Developing Efficient Algorithms for Data Mining Large Scale High Dimensional Data
- Author(s): Zakaria, Jesin
- Advisor(s): Keogh, Eamonn
- et al.
Data mining and knowledge discovery has attracted a great deal of attention in information technology in recent years. The rapid progress of computer hardware technology in the past three decades provides a great enhancement to the database and information industry. The size and complexity of real world data is dramatically increasing with the growth of hardware technology. Although new efficient algorithms to deal with such data are constantly being proposed, the mining of large scale high dimensional data still presents a lot of challenges. In this dissertation, several novel algorithms are proposed to handle such challenges. These algorithms are applied to domains as diverse as electrocardiography (ECG), stock market data, geospatial data, power supply data, audio data, image data, etc. This dissertation contributes to the data mining community in the following three ways:
Firstly, we propose a novel algorithm for clustering time series data efficiently in the presence of noise or extraneous data. Most existing methods for time series clustering rely on distances calculated from the entire raw data. As a consequence, most work on time series clustering only considers the clustering of individual time series "behaviors," e.g., individual heart beats and contrives the time series in some way to make them all equal in length. However, for any real world problem, formatting the data in such a way is often a harder task than the clustering itself. In order to remove these unrealistic assumptions, we have developed a new primitive called unsupervised shapelet or u-shapelet and shown its utility for clustering time series.

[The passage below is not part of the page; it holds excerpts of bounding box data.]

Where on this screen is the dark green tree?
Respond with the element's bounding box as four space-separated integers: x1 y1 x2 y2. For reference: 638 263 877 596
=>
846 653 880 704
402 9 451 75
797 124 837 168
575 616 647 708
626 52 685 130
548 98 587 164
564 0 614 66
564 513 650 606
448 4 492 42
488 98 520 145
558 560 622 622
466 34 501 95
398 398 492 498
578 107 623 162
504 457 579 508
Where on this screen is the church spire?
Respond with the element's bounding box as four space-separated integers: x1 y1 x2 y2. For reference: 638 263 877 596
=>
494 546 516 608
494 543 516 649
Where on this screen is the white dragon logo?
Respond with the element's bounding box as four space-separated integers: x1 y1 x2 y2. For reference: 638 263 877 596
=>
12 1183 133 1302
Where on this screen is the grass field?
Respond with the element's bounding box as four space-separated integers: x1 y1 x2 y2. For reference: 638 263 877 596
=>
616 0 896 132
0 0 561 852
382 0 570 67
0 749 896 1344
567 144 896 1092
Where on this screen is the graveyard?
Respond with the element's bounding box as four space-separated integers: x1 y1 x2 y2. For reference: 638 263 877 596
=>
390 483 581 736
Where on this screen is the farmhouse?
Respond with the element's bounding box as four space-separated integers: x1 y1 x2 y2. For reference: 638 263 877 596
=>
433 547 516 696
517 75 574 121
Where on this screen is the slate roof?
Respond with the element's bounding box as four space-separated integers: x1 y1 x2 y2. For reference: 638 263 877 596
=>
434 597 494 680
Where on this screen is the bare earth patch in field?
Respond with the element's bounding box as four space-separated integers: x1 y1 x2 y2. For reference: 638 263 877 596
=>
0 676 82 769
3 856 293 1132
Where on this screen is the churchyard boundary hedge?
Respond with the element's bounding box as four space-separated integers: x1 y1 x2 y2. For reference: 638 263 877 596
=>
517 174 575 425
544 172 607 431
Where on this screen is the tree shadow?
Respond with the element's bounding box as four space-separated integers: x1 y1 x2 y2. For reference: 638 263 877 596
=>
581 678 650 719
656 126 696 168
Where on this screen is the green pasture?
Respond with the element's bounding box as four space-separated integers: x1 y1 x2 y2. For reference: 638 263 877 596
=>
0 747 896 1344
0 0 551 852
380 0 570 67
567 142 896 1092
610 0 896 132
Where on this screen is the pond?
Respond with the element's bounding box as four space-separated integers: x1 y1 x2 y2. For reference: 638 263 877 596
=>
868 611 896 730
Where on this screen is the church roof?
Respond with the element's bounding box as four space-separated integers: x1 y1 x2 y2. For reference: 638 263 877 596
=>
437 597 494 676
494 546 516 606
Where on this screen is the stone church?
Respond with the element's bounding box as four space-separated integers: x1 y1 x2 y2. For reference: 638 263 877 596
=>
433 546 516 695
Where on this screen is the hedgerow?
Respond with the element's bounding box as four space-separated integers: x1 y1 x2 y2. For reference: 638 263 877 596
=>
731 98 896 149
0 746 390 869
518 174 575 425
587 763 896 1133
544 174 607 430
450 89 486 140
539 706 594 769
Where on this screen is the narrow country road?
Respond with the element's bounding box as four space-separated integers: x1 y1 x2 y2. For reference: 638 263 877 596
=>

Secondly, in order to speed up the discovery of u-shapelet and make it scalable we have proposed two optimization techniques which can speed up the unsupervised shapelet discovery independently of each other. Moreover, if we combine the two optimization procedures, it results in a super linear speedup. In addition to the above, we can also cast our u-shapelet discovery algorithm as an anytime algorithm.
In my final contribution, we have developed a novel and robust algorithm for mining mice vocalizations with symbolized representation. Our algorithm processes large scale, high dimensional, noisy mice vocalization by dimensionality reduction and cardinality reduction and make it suitable for knowledge discovery like classification, clustering, similarity search, motif discovery, contrast set mining etc.